Over at NewScientist.com, someone named Bob Holmes imagines all the wonderful things that would happen to the Earth if all the people disappeared:
By some estimates, we now commandeer 40 per cent of all its productivity. And we’re leaving quite a mess behind: ploughed-up prairies, razed forests, drained aquifers, nuclear waste, chemical pollution, invasive species, mass extinctions and now the looming spectre of climate change. If they could, the other species we share Earth with would surely vote us off the planet.
Now just suppose they got their wish. Imagine that all the people on Earth – all 6.5 billion of us and counting – could be spirited away tomorrow, transported to a re-education camp in a far-off galaxy.
Re-education camp. There’s a lovely idea for you. I suspect it says something about Holmes’s view of humanity that his ecological fantasy doesn’t begin with humans suddenly discovering cheap space flight and deciding to convert the Earth into a nature preserve.
On the one hand, it’s a fascinating bit of speculative science, but on the other hand, the whole thing has an unpleasant “teaching humanity a lesson” vibe to it, in which Holmes imagines that humanity would be wiped away completely and the Earth would return to some mythical unmolested state.

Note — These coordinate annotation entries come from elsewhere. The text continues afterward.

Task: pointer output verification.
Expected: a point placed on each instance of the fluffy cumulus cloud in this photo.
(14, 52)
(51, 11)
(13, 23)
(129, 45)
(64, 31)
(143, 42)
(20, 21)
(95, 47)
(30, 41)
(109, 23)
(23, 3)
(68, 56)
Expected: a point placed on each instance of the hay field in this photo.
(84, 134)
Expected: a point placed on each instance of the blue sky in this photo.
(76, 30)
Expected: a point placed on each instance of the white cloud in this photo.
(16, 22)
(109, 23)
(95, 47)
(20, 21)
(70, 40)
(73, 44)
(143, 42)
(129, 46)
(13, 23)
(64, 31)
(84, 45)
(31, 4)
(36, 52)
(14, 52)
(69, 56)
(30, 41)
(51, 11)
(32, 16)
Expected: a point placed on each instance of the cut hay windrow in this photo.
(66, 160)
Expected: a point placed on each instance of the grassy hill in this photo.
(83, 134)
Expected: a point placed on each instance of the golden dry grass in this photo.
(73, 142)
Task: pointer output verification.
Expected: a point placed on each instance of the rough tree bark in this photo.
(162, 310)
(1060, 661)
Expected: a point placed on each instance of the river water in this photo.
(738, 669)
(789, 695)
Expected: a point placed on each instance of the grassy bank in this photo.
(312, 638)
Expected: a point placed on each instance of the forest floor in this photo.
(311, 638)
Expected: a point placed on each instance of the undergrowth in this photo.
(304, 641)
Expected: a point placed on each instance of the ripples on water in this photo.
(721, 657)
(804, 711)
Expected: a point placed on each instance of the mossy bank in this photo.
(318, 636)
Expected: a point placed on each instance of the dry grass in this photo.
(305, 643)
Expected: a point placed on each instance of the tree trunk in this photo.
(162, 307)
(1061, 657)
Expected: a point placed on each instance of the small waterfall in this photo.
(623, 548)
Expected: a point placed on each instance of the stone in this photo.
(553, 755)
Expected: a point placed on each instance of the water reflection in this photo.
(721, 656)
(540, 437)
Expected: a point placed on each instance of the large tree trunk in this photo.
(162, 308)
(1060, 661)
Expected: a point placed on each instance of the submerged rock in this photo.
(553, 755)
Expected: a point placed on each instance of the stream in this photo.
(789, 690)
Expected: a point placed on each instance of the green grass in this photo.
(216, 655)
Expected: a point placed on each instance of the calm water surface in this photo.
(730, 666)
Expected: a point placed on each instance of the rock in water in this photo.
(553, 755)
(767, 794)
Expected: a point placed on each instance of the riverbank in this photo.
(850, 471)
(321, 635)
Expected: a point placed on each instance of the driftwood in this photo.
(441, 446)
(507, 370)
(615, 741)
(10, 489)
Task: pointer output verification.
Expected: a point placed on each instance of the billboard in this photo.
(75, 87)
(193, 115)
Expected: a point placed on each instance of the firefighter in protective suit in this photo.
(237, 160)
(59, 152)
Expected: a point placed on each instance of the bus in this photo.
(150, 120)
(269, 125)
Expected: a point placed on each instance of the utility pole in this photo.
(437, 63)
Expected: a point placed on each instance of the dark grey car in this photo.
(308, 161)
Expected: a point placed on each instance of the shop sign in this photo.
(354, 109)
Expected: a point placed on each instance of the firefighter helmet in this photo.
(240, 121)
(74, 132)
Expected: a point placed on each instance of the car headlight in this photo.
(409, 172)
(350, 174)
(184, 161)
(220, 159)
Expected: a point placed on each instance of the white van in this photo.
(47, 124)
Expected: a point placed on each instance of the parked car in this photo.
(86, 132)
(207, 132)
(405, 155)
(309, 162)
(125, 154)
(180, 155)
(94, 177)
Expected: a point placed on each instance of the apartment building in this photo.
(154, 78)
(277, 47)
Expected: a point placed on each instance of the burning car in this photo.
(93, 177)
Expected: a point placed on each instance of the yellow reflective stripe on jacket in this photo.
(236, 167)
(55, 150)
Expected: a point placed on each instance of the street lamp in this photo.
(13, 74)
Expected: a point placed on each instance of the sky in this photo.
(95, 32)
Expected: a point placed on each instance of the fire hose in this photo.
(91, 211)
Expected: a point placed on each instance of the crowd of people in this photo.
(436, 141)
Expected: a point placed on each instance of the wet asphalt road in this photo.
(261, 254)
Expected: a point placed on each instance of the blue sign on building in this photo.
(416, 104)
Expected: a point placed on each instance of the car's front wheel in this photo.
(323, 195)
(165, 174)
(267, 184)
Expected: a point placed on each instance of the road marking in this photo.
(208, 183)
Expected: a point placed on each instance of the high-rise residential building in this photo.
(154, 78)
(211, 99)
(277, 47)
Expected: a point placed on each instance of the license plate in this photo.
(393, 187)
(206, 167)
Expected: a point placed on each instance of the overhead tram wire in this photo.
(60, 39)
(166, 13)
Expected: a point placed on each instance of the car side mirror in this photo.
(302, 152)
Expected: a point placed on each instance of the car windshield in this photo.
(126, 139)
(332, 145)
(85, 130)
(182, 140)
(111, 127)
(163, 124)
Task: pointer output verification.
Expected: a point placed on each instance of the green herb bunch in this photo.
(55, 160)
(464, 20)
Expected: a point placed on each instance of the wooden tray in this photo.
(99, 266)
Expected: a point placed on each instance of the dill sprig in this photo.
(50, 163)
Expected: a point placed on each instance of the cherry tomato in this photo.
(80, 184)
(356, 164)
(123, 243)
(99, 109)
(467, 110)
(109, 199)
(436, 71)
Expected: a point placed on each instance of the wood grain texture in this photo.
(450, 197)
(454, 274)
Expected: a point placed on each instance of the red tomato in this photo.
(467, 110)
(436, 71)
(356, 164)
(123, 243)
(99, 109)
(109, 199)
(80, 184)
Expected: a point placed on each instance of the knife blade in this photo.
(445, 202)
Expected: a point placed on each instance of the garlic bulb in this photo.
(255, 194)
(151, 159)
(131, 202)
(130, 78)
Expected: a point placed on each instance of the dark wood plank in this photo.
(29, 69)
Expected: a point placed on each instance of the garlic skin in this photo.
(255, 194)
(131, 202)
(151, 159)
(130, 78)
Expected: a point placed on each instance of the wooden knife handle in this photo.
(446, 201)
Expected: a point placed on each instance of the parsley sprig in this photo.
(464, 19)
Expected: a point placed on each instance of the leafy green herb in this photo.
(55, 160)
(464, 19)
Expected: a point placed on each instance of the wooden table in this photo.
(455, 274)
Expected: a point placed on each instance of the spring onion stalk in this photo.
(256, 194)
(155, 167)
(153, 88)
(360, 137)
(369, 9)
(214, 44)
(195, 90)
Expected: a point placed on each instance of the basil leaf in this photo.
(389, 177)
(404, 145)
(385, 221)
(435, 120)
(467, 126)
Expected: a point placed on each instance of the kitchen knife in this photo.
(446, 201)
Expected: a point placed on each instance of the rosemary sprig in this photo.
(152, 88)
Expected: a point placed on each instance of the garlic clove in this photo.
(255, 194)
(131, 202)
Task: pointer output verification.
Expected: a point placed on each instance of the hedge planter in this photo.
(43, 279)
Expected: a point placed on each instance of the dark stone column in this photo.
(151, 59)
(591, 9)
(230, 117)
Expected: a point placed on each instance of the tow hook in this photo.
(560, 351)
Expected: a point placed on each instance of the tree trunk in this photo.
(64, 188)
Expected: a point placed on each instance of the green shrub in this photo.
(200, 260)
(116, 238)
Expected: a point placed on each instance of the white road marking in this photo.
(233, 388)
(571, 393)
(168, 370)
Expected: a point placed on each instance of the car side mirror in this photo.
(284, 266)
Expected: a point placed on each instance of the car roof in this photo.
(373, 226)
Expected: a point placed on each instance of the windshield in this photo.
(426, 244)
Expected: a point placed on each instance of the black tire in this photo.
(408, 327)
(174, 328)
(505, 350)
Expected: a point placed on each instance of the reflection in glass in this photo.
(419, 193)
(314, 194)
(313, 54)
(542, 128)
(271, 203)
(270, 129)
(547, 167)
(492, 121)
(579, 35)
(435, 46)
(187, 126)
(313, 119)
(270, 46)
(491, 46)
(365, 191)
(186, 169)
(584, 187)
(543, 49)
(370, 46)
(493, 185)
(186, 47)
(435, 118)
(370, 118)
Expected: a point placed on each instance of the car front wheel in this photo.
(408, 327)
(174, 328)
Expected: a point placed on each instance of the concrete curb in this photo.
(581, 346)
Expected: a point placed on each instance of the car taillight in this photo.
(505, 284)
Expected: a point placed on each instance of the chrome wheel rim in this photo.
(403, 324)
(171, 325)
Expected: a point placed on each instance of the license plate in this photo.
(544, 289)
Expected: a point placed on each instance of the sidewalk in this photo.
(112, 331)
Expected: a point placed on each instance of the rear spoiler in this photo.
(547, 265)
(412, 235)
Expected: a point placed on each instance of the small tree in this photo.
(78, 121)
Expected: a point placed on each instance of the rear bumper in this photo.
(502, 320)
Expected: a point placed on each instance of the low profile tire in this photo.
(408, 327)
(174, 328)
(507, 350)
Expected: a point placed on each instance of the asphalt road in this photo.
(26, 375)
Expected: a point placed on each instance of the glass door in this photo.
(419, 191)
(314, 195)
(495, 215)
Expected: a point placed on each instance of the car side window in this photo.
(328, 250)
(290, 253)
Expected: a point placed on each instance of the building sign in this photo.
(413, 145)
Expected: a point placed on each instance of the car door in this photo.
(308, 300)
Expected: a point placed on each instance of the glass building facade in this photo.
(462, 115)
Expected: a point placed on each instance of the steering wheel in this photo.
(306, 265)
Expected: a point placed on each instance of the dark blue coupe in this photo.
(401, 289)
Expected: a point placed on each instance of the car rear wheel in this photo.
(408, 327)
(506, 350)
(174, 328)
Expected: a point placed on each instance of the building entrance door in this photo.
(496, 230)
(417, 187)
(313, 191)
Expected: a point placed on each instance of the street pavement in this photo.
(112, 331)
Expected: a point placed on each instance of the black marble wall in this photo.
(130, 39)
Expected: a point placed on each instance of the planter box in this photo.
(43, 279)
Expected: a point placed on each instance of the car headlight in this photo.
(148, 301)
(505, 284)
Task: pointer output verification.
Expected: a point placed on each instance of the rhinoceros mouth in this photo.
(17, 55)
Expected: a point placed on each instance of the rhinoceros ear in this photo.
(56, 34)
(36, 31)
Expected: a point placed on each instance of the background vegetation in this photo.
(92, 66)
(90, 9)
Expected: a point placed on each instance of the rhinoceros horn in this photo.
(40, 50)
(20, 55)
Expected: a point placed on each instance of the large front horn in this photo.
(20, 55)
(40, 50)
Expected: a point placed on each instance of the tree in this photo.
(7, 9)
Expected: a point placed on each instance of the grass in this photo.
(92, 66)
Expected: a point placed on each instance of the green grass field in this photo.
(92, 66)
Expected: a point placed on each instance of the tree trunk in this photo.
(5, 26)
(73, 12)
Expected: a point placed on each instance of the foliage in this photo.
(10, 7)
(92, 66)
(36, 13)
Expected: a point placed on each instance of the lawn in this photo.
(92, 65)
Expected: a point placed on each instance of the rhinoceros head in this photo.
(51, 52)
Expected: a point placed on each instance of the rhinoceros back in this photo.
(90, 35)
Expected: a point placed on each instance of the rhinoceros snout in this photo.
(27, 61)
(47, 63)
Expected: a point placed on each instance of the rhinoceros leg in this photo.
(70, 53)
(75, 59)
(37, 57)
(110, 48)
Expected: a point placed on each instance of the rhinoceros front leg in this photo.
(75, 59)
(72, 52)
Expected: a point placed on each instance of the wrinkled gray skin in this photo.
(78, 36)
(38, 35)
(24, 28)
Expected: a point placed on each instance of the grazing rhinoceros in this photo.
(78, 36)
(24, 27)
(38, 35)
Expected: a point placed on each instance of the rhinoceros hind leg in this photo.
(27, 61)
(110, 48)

He wishes away problems like still-running nuclear power plants melting down, and he sort of ignores the mass die-off that would occur when there’s nobody to feed the billions of animals we keep as livestock. He seems to regard even our domesticated animals as some sort of pest that will eventually be wiped out.
Toward the end, he imagines aliens visiting the Earth and finding few clues that a civilisation once flourished:
The humbling – and perversely comforting – reality is that the Earth will forget us remarkably quickly.
Well, most of us will be forgotten. Except for Richard Nixon. As President during our brief flirtation with space exploration, his name is engraved in gold on a plaque on the airless surface of the moon.